On the technical front, the short-term moving averages on the 4-hour chart are turning downward, and the K-line continues to be under pressure, presenting an overall weak oscillating pattern; the short-term downside space has not yet been fully released. The hourly chart is hovering at a low level with weak rebound strength, and one must be cautious of a "small adjustment followed by another drop" scenario. Tonight's November non-farm payroll data will be a key variable. If the employment numbers and unemployment rate deviate significantly from expectations, gold is likely to break the 4300–4350 oscillation range, with a high probability of increased volatility.

Operational reference:

Consider setting up a short position around 4320, targeting the 4300–4270 range;

Strictly set stop-loss to guard against risks from unexpected breakouts before the non-farm data.
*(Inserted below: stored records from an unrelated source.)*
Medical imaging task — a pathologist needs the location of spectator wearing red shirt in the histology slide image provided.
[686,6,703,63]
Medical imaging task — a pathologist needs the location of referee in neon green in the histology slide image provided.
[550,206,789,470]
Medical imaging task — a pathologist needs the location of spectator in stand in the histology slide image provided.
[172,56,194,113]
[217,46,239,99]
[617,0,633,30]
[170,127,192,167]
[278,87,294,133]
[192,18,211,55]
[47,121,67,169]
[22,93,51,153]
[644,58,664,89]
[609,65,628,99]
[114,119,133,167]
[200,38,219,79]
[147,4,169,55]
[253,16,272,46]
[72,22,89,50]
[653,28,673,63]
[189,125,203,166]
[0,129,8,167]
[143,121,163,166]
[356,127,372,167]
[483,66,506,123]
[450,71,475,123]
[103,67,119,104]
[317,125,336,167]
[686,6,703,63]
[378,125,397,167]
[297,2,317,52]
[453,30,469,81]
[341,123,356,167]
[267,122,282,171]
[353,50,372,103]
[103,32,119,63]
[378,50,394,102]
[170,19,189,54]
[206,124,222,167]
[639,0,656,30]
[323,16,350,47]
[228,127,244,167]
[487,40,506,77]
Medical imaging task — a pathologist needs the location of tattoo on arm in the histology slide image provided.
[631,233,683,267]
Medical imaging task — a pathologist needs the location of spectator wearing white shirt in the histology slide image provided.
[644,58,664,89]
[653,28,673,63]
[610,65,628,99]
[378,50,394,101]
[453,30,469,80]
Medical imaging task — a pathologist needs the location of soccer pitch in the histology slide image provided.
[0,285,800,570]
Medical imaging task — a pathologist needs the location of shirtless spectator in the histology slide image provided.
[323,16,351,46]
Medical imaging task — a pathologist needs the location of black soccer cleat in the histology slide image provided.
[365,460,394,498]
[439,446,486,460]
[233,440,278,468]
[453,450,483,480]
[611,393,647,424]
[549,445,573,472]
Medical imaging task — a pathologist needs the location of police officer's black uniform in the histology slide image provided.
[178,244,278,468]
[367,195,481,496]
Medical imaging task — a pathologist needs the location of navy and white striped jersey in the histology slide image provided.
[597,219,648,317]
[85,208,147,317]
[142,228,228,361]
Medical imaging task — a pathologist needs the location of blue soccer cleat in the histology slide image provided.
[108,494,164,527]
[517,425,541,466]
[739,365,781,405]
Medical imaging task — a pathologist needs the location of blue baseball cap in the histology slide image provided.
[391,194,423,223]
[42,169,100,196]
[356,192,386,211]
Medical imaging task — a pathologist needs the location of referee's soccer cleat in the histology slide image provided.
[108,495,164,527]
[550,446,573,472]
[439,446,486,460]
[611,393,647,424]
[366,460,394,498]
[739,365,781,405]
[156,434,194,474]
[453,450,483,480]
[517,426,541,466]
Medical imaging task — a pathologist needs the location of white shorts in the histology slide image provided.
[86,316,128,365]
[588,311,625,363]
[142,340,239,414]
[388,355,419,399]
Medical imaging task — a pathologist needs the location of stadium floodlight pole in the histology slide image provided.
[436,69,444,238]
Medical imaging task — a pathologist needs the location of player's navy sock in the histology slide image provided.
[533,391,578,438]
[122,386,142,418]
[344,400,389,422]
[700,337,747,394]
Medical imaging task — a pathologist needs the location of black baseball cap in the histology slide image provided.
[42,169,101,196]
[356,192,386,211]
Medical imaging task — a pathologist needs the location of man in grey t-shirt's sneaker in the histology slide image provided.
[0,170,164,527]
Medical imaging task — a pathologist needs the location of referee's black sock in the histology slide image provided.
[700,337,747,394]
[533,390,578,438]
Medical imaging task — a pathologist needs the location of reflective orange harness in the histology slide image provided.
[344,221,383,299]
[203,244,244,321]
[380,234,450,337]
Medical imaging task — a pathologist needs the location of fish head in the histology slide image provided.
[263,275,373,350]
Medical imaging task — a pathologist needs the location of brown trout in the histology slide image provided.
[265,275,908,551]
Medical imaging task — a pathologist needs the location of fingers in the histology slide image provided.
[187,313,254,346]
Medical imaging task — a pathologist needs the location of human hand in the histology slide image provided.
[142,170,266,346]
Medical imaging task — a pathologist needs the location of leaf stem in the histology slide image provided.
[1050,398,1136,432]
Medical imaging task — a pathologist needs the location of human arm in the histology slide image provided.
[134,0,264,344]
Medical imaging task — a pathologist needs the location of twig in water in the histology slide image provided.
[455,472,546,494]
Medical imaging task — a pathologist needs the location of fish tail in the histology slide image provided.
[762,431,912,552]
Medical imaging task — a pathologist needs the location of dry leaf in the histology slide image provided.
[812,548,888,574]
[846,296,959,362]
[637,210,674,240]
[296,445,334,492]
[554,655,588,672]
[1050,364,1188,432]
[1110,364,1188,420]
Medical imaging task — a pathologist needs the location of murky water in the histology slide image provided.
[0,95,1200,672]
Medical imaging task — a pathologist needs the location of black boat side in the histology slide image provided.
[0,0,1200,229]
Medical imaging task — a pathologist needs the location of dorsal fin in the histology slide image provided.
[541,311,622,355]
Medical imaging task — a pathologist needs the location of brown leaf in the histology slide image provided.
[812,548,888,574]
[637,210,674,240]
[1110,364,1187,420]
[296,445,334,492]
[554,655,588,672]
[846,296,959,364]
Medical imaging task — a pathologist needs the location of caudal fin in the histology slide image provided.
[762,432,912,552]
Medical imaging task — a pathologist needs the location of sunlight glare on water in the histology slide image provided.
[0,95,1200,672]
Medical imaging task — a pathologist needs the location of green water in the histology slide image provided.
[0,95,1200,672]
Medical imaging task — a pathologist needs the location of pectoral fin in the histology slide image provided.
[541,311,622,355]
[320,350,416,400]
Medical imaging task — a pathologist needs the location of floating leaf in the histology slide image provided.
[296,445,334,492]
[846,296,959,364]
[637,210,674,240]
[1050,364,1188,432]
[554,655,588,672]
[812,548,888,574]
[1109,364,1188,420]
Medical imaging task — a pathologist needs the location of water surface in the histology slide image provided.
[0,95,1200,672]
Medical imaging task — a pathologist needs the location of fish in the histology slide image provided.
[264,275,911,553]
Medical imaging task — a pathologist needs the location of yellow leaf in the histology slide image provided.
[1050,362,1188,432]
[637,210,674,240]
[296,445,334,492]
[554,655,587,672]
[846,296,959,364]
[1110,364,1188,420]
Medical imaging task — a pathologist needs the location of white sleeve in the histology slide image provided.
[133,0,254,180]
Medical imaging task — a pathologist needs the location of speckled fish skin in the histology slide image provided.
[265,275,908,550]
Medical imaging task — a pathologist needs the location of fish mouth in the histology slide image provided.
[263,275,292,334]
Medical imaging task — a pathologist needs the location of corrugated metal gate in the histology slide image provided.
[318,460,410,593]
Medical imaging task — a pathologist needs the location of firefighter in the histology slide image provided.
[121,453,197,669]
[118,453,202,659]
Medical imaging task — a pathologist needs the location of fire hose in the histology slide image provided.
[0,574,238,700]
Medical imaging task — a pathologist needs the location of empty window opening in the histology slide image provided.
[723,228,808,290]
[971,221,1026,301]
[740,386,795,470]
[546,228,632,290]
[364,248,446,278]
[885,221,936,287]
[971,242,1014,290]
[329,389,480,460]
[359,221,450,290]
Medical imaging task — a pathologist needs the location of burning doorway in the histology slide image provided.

Crude oil: Downward trend continues, approaching key support requires caution

Crude oil continued its decline yesterday, closing with a long-tailed bearish candle, and the trend's downward characteristics are very apparent. The daily level has broken through previous lined-up support, and the K-line is firmly suppressed by the short-term moving averages, with no signals indicating a reversal of the downward trend. The 4-hour chart shows an even more extreme trend, with the K-line basically following the short-term moving averages downward, with almost no significant rebound during this time, and the bears completely dominate the market.

Going forward, one needs to pay attention: there is a possibility of a technical adjustment in the short term, but the overall direction remains bearish. It is especially important to note that the current price is already close to the lower edge of this year's mid-year oscillation range. If it falls further to around 55, it is advisable to wait and see, being cautious of a technical rebound after an overshoot, and avoid blindly chasing shorts near the support level to prevent a passive situation.

Operational reference:

Consider shorting in the 57–57.1 range, targeting 56–55.2;

While following the trend, it is necessary to leave some margin for error to cope with the repeated oscillations near the support level.